The Shimmering Image

I’ve taken two writing courses in my life. One class—Creative Nonfiction, I enrolled in it as I first embarked on my writing hobby—was phenomenal. Useful, educational, fun. I walked away with a two-thousand-word essay that makes me proud to this very day. The second class, taken on the heels of the first, gave me nothing. I paid more, I learned nothing, I produced nothing, I didn’t have any fun. Let’s talk about the first class.

This was twenty years ago. What can you really remember about a ten-session adult-ed class after two decades. I remember a couple of the people. They guy who came to every class dressed as if he was heading out for a forty-mile bike ride. Head-to-toe spandex, clip-in cycle shoes, long, lean muscles and feathered seventies hair. I remember a guy, short, compact, intense, like an aged-out high-school wrestler, obsessed with H.G. Wells. Every time he raised his hand, we learned a little bit more about Wells’ essays.

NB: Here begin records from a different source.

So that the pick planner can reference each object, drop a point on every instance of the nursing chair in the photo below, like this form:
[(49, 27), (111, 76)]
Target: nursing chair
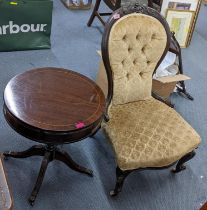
[(145, 133)]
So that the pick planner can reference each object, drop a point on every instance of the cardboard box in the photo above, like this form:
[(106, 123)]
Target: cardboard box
[(162, 86)]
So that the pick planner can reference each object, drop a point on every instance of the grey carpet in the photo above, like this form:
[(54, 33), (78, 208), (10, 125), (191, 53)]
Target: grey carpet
[(74, 47)]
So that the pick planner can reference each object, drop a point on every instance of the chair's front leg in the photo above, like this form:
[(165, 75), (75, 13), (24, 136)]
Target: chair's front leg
[(120, 177)]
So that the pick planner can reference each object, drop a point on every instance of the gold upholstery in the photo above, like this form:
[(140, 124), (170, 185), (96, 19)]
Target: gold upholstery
[(143, 131), (148, 134), (134, 52)]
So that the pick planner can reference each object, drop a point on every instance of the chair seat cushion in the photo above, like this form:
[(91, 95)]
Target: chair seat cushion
[(148, 134)]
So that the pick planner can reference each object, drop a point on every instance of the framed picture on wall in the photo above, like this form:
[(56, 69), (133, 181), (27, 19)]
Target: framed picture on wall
[(178, 5), (180, 21)]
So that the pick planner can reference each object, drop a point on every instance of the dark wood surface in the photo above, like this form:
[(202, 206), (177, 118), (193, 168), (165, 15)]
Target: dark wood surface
[(6, 201), (48, 103), (52, 106)]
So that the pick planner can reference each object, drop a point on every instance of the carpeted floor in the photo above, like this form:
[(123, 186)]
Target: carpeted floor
[(74, 47)]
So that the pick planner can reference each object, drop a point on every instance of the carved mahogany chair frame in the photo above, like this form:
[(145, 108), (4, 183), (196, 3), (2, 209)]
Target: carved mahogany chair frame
[(174, 45), (135, 8)]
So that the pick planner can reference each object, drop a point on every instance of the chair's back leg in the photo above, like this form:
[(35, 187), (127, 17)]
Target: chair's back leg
[(120, 177), (180, 165)]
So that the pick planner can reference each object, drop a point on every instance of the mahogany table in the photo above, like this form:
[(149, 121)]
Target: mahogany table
[(52, 106)]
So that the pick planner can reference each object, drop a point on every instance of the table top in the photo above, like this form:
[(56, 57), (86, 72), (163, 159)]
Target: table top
[(54, 99)]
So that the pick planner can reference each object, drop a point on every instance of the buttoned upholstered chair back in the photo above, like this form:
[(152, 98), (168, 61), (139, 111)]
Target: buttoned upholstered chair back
[(133, 45)]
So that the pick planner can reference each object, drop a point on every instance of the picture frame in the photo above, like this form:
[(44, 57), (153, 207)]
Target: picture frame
[(191, 5), (180, 21)]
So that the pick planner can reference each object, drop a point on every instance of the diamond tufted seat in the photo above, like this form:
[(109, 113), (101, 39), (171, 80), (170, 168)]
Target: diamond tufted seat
[(148, 134), (144, 132)]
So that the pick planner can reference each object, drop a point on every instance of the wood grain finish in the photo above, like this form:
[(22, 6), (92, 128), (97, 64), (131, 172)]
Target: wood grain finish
[(45, 104)]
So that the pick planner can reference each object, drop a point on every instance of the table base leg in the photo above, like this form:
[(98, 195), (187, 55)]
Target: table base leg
[(50, 153)]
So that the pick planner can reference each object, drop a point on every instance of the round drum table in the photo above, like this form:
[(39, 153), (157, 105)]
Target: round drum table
[(52, 106)]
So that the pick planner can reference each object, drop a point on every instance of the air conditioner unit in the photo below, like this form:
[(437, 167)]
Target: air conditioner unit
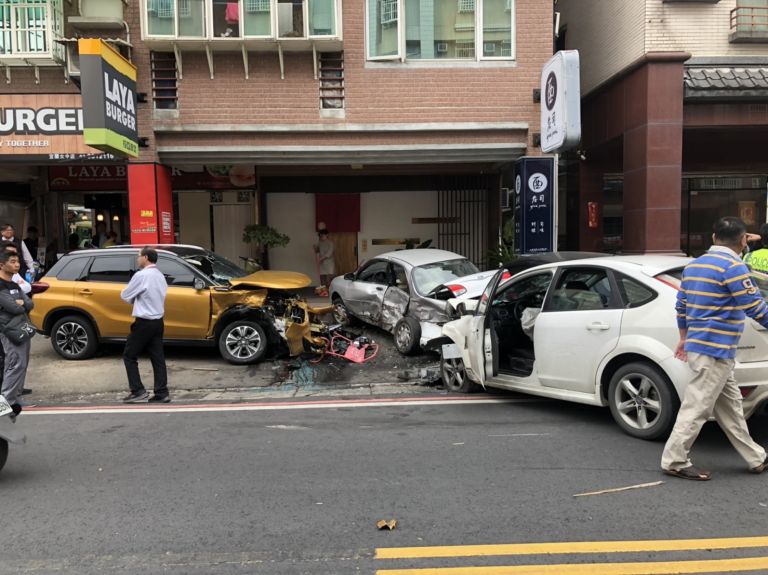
[(507, 199)]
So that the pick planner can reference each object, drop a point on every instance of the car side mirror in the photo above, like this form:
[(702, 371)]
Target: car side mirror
[(444, 293)]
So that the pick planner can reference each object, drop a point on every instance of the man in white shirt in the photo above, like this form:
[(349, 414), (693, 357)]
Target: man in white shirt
[(146, 291)]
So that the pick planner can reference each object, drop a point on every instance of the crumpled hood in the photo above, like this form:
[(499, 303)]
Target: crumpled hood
[(273, 280)]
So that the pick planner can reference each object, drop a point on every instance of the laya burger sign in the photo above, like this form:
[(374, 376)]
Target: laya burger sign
[(108, 85)]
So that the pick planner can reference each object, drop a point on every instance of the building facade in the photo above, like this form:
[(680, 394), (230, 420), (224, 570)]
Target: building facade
[(675, 120), (393, 122)]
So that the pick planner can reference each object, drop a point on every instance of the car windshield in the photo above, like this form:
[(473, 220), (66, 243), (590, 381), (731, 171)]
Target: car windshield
[(216, 267), (427, 278)]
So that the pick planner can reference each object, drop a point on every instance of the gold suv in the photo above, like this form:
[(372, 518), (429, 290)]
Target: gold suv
[(77, 304)]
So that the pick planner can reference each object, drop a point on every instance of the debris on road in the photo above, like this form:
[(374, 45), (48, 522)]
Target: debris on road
[(617, 489), (387, 524)]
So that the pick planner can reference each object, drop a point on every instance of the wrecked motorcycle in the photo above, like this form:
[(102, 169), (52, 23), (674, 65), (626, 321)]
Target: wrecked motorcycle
[(8, 433)]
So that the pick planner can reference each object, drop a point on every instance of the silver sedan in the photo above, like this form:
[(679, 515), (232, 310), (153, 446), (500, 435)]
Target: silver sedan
[(406, 293)]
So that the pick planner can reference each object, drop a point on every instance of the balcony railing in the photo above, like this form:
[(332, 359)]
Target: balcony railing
[(749, 24), (28, 32)]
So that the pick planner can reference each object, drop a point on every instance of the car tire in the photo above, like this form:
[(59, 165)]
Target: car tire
[(407, 335), (341, 313), (3, 453), (242, 342), (73, 337), (454, 376), (643, 401)]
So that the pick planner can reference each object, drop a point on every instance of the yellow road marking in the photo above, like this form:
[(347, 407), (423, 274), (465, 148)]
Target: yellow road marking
[(661, 568), (570, 547)]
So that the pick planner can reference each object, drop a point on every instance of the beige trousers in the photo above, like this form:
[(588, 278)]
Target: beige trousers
[(712, 391)]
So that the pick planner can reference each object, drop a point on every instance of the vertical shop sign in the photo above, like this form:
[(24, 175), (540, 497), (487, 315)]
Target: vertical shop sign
[(535, 198), (150, 204), (108, 85)]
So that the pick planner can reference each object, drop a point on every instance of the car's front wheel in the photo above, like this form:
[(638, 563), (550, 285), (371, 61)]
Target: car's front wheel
[(73, 337), (643, 401), (242, 342), (407, 335), (454, 376)]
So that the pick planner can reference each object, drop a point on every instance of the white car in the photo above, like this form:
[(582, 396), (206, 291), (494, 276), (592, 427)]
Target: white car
[(406, 292), (599, 331)]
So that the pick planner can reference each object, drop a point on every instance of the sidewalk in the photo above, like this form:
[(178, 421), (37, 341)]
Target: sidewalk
[(199, 373)]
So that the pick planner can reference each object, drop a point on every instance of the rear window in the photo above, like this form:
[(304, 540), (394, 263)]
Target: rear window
[(427, 278)]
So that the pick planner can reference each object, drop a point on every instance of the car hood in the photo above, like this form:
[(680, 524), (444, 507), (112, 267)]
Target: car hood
[(273, 280)]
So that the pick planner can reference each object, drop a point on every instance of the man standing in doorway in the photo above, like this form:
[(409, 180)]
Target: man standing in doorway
[(146, 291), (716, 295)]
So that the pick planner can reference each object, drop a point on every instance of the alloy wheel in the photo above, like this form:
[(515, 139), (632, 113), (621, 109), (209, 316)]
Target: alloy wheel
[(243, 342), (71, 338), (638, 401)]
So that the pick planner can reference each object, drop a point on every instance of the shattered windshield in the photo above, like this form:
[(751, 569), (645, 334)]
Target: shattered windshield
[(427, 278), (216, 267)]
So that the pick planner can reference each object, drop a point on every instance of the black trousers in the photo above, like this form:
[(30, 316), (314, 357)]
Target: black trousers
[(146, 335)]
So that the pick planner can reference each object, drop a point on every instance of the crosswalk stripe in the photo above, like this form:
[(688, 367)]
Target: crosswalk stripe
[(570, 547), (653, 568)]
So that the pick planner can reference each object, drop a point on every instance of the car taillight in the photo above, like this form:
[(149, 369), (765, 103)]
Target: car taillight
[(747, 390), (457, 289)]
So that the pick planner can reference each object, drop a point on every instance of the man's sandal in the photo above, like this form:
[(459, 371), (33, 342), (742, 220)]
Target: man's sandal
[(760, 468), (691, 473)]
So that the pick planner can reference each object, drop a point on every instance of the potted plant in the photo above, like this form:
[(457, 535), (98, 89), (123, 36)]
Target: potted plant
[(263, 237)]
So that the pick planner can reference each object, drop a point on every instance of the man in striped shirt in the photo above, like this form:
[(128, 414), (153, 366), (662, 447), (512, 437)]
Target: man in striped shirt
[(715, 298)]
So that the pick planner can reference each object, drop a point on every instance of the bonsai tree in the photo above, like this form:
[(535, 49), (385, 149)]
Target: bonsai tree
[(263, 237)]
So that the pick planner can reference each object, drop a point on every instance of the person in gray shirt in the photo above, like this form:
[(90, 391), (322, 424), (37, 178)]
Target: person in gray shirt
[(146, 291)]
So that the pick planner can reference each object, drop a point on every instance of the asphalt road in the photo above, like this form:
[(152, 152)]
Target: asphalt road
[(300, 491)]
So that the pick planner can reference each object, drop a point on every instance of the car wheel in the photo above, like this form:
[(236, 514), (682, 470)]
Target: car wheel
[(73, 337), (3, 452), (643, 401), (242, 342), (341, 313), (407, 335), (454, 376)]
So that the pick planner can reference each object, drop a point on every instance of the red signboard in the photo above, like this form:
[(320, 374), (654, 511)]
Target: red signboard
[(150, 204), (113, 177)]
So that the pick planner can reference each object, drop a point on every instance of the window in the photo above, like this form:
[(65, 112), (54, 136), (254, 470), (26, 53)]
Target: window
[(72, 270), (176, 274), (164, 77), (449, 29), (116, 269), (376, 272), (633, 293), (581, 289), (30, 27)]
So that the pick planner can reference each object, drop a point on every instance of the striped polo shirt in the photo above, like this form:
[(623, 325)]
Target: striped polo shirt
[(715, 297)]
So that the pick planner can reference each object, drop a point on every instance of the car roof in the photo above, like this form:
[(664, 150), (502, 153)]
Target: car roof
[(420, 257)]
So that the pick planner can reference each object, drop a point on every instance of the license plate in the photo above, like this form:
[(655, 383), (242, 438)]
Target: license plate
[(5, 407), (451, 351)]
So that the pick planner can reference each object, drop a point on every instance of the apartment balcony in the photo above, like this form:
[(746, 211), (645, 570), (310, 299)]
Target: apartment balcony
[(247, 25), (28, 33), (749, 24)]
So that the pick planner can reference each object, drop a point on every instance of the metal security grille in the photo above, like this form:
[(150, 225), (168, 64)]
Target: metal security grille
[(331, 68), (164, 78), (462, 220)]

But what I really remember is the Shimmering Image. I must have heard this phrase twenty times over the five-week term. The instructor, an engaging, easygoing, middle-aged, English professor type, seemed to have one goal for his class. He wanted us to write descriptively. He wanted our readers to feel as though they could reach into our writing and snatch an object out of our prose. If it was a noun, he wanted it to be real.

Every writer I’ve corresponded with has touted the importance of “show, don’t tell.” Construct your paragraphs to paint a picture. If your reader can’t see it, you’ve failed. I need these reminders on a regular basis. It’s so much easier to tell, and it’s so much duller to read.

10 thoughts on “The Shimmering Image

  1. It’s perhaps one of the most important lessons you can learn as a writer.
    It’s a shame that second course didn’t give you as much as the first, but it sounds like one out of two was a success at least, and it’s amazing to be able to say that you have a piece from then that you still feel proud of. I struggle not to cringe at most of the stuff I wrote last month, never mind last year.

    Liked by 1 person

  2. Show – don’t tell … somethings you have to tell because they’re not the important bits of story [don’t show a walk-on character with backstory – he’s not going to stay, nor is he going to have impact other than mirror/reflect/demonstrate something about the main character]; mostly you ‘show’ the emotions, the change as the character moves and grows through his journey. Don’t tell us what he learns, show us this, let us feel it as he feels it, let us learn it too.
    To learn more: try Larry Brooks, Story Engineering, for an idea on how to go beyond the things we failed to learn [in our higher educational facilities] about story.

    Liked by 1 person

  3. William Carlos Williams told us there’s “no truth but in things.” That’s just another way of saying “show rather than tell,” which is the most common mistake of beginning poets (including me).